Patricia Iozzo, MD, PhD, of the Institute of Clinical Physiology, National Research Council in Pisa, Italy, and colleagues evaluated patients with myocardial ischemic CAD (n = 8), patients with CAD alone (n = 14) and patients without CAD (n = 8) to determine whether CAD is an independent predictor of metabolic abnormalities and whether the interaction is influenced by myocardial ischemia.

Researchers measured insulin sensitivity and secretion and substrate oxidation during fasting and oral glucose tolerance testing and used MRI, magnetic resonance spectroscopy, PET and CT for characterization of CAD, cardiac function, pericardial and abdominal adipose tissue, and myocardial, liver and pancreatic triglycerides contents.

Lower triglyceride and C-peptide levels and higher lactate levels were found among the ischemic CAD group compared with the no-CAD group. Compared with the no-CAD group, both CAD groups had down-regulated glucose sensitivity.

In the ischemic CAD group, oxygen consumption did not change from fasting to OGTT, whereas it was significantly increased in the other groups. Researchers observed elevated fasting glucose oxidation rate and depressed fatty acid oxidation rate in the ischemic CAD group. Significant changes from the fasting state to OGTT were found for all groups.

Compared with the CAD-alone group, the ischemic CAD group had higher calcium score and lower myocardial perfusion involving all left-ventricular regions.

Compared with the no-CAD group, the ischemic CAD group had increased epicardial and pericardial fat. Liver and pancreatic fat contents did not differ between the two CAD groups; however, triglyceride content in the heart was increased in the ischemic CAD group. Links were found between triglyceride levels in the liver, pancreas and heart with mass of abdominal intra-peritoneal or retroperitoneal visceral adipose tissue.

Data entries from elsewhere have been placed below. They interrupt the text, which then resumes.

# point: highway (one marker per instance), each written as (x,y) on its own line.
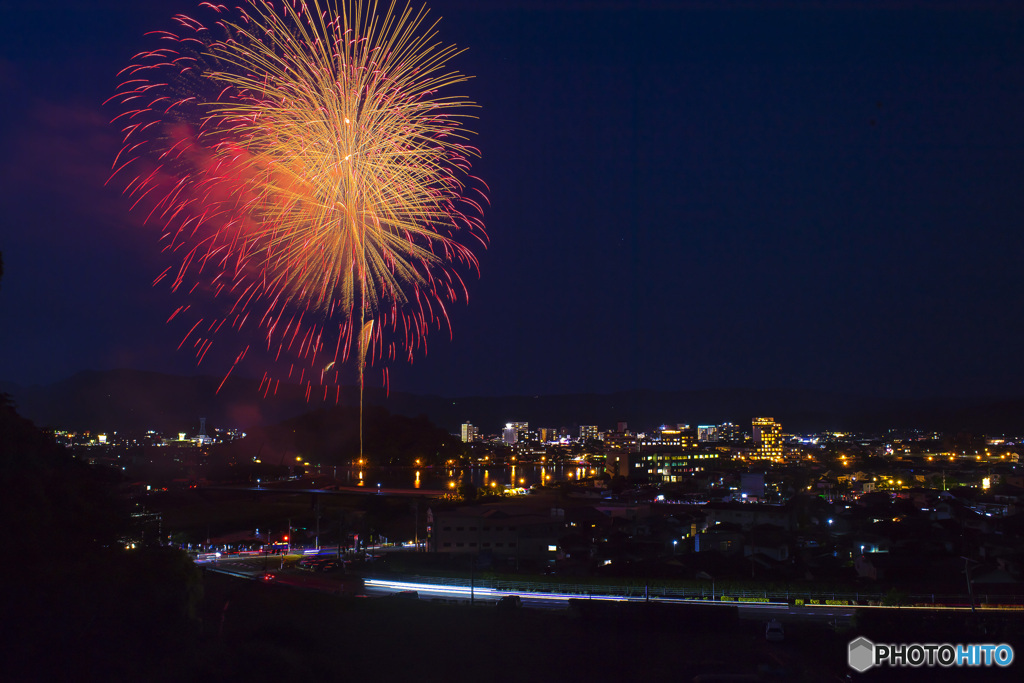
(257,566)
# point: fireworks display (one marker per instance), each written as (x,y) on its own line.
(311,175)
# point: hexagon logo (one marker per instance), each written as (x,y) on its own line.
(861,656)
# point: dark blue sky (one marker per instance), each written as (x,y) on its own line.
(691,195)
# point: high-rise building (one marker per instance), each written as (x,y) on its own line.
(707,433)
(728,431)
(515,431)
(767,439)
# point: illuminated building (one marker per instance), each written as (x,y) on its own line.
(767,439)
(676,466)
(707,433)
(515,431)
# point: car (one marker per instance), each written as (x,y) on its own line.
(774,632)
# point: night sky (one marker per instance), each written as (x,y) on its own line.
(684,196)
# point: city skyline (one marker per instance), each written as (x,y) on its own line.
(683,196)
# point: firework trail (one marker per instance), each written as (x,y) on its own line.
(310,174)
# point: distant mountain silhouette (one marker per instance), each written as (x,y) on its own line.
(127,399)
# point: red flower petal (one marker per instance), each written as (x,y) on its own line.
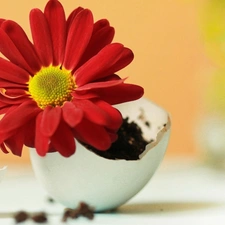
(15,143)
(93,112)
(23,113)
(41,141)
(71,17)
(63,140)
(55,15)
(50,120)
(21,41)
(78,38)
(93,135)
(71,114)
(10,51)
(29,133)
(100,24)
(41,36)
(109,60)
(13,73)
(102,35)
(1,21)
(17,96)
(120,93)
(104,84)
(8,84)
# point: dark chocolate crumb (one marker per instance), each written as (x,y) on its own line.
(40,217)
(21,216)
(82,210)
(129,145)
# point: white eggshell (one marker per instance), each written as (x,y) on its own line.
(103,183)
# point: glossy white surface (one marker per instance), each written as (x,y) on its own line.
(103,183)
(181,193)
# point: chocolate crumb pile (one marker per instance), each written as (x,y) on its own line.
(82,210)
(22,216)
(129,145)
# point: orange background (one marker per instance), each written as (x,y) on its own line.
(170,60)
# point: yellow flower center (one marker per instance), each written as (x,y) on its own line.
(51,86)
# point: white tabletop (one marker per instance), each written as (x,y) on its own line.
(181,192)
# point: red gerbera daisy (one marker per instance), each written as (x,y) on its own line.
(62,85)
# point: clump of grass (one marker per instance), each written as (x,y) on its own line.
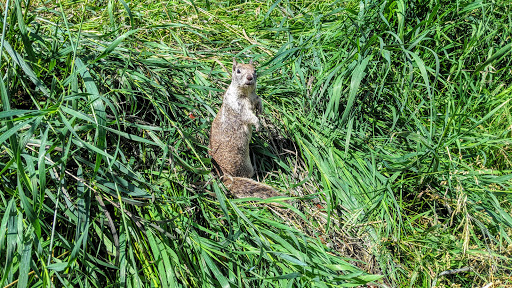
(389,121)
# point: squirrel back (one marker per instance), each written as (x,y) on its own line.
(231,133)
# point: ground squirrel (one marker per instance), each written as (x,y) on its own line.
(231,133)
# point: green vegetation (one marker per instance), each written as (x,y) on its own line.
(387,122)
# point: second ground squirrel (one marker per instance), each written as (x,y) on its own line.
(231,133)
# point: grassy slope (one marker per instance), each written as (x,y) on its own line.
(391,121)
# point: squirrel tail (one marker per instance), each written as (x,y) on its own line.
(242,187)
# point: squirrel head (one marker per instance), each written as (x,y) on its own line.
(244,75)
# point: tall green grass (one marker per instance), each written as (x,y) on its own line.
(388,121)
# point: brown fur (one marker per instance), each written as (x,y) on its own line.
(231,133)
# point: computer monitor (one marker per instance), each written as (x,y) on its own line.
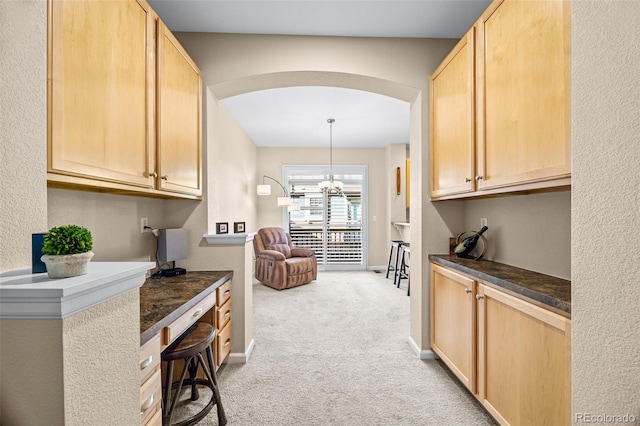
(172,246)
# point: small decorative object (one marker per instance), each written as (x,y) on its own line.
(467,244)
(67,251)
(222,228)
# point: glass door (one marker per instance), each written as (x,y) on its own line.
(332,224)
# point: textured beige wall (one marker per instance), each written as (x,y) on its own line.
(605,207)
(23,129)
(114,222)
(79,370)
(231,169)
(101,361)
(31,373)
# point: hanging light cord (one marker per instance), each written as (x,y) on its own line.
(331,121)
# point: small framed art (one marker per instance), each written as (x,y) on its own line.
(222,227)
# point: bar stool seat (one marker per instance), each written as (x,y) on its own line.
(397,245)
(189,347)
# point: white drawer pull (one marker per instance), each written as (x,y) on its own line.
(147,362)
(147,404)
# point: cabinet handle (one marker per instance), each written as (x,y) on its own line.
(147,404)
(147,362)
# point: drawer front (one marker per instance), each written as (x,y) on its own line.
(224,293)
(223,344)
(149,358)
(150,397)
(177,327)
(223,314)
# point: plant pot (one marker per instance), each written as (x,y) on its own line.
(67,265)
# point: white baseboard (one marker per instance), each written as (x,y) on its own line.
(241,357)
(422,354)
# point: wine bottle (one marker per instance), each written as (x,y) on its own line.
(468,244)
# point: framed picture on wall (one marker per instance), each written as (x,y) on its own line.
(222,227)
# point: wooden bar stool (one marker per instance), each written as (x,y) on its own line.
(397,245)
(402,272)
(189,346)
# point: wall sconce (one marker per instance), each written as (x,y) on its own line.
(284,201)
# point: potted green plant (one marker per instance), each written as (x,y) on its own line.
(67,251)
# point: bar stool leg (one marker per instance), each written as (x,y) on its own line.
(222,417)
(193,375)
(396,277)
(167,392)
(399,272)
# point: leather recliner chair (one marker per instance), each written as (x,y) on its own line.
(280,264)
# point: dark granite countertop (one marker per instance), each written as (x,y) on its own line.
(163,300)
(543,290)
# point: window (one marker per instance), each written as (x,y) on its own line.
(331,224)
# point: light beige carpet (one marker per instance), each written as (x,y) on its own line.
(335,352)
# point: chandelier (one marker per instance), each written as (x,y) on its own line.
(330,184)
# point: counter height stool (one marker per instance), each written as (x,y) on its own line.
(397,245)
(189,346)
(402,273)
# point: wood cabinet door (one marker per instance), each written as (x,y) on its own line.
(524,361)
(452,155)
(178,117)
(453,325)
(523,93)
(100,81)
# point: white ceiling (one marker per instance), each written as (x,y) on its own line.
(297,116)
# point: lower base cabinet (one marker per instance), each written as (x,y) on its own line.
(515,357)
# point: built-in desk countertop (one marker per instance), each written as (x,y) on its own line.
(165,299)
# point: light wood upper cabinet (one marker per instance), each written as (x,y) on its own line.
(517,138)
(524,359)
(524,92)
(453,322)
(124,102)
(514,356)
(452,156)
(179,117)
(100,90)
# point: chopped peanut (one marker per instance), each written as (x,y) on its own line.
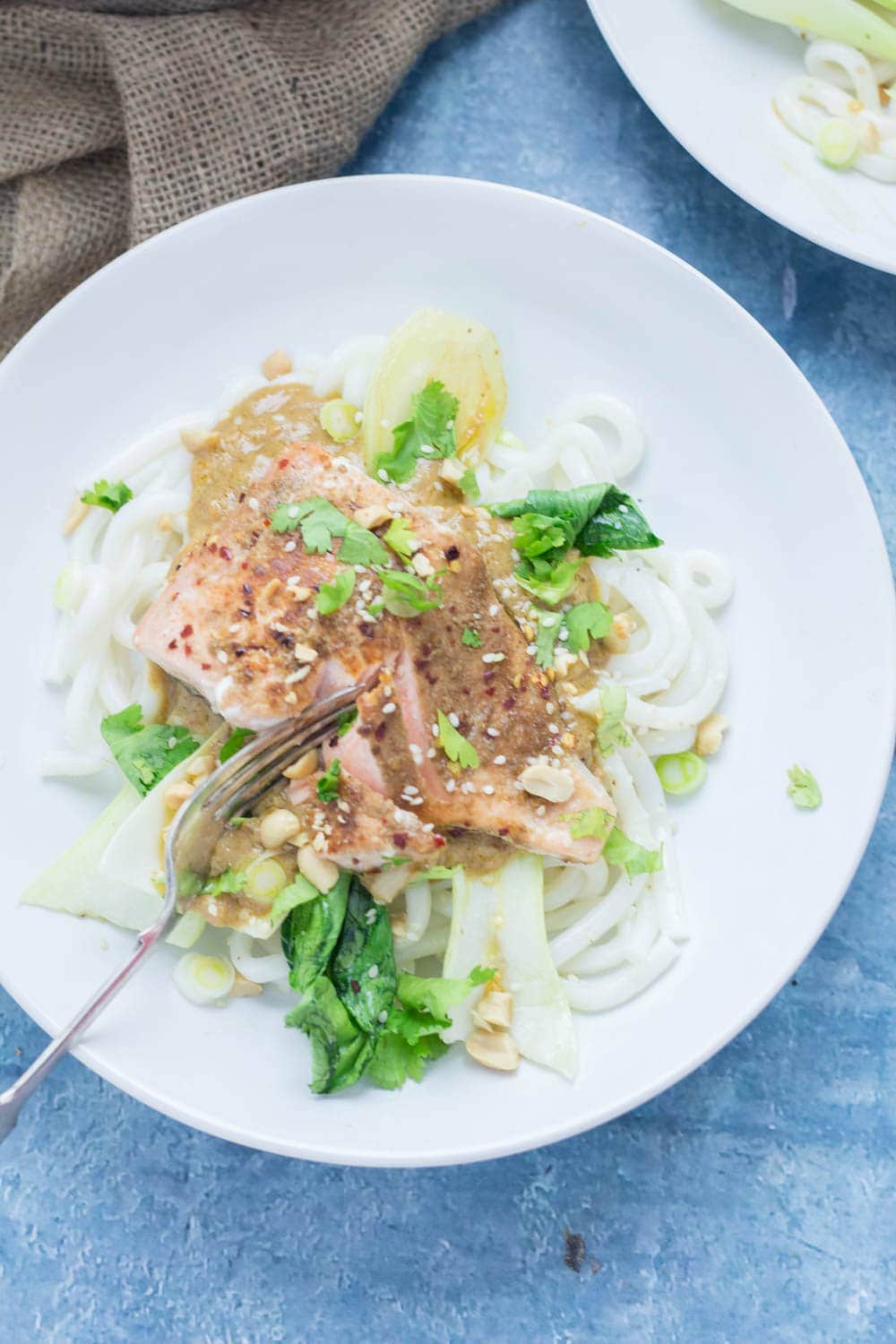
(710,734)
(493,1048)
(277,363)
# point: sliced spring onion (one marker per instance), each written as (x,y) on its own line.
(681,773)
(339,419)
(837,142)
(187,930)
(263,879)
(204,980)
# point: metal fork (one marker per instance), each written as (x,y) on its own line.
(230,790)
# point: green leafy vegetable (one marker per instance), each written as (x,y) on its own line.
(328,782)
(469,484)
(597,519)
(145,754)
(332,596)
(230,882)
(401,538)
(363,967)
(804,788)
(346,720)
(632,857)
(311,932)
(238,738)
(406,594)
(454,744)
(584,623)
(296,894)
(611,730)
(340,1050)
(110,495)
(429,433)
(323,524)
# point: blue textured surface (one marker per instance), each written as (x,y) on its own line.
(754,1201)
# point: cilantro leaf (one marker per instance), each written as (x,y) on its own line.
(225,883)
(429,433)
(611,730)
(323,524)
(296,894)
(328,782)
(454,744)
(469,484)
(238,738)
(584,623)
(332,596)
(145,754)
(346,720)
(804,788)
(401,538)
(110,495)
(549,624)
(406,594)
(630,855)
(634,857)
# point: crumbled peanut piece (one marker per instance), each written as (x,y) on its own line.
(547,781)
(493,1048)
(371,516)
(710,734)
(276,365)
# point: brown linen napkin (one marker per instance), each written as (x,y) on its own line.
(120,118)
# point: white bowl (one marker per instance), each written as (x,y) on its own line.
(742,457)
(710,73)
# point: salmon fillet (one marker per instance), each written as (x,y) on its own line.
(238,623)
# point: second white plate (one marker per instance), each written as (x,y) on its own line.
(710,73)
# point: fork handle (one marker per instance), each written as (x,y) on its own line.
(13,1098)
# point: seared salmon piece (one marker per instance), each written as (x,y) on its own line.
(238,621)
(360,828)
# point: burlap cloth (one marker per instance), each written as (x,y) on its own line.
(120,118)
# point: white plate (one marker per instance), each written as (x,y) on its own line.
(710,74)
(742,457)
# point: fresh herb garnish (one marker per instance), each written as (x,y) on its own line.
(611,730)
(323,524)
(328,782)
(346,720)
(238,738)
(598,824)
(595,519)
(804,788)
(228,883)
(408,594)
(332,596)
(454,744)
(110,495)
(429,435)
(145,754)
(400,537)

“Our results reveal important metabolic adaptations occurring in patients with CAD,” the researchers wrote. “The current findings highlight the existence of an independent relationship between CAD and beta-cell function, which is strengthened in the situation of myocardial ischemia, whereas our data do not support the concept that CAD per se leads to whole body insulin resistance.” – by Amber Cox

Disclosure: The researchers report no relevant financial disclosures.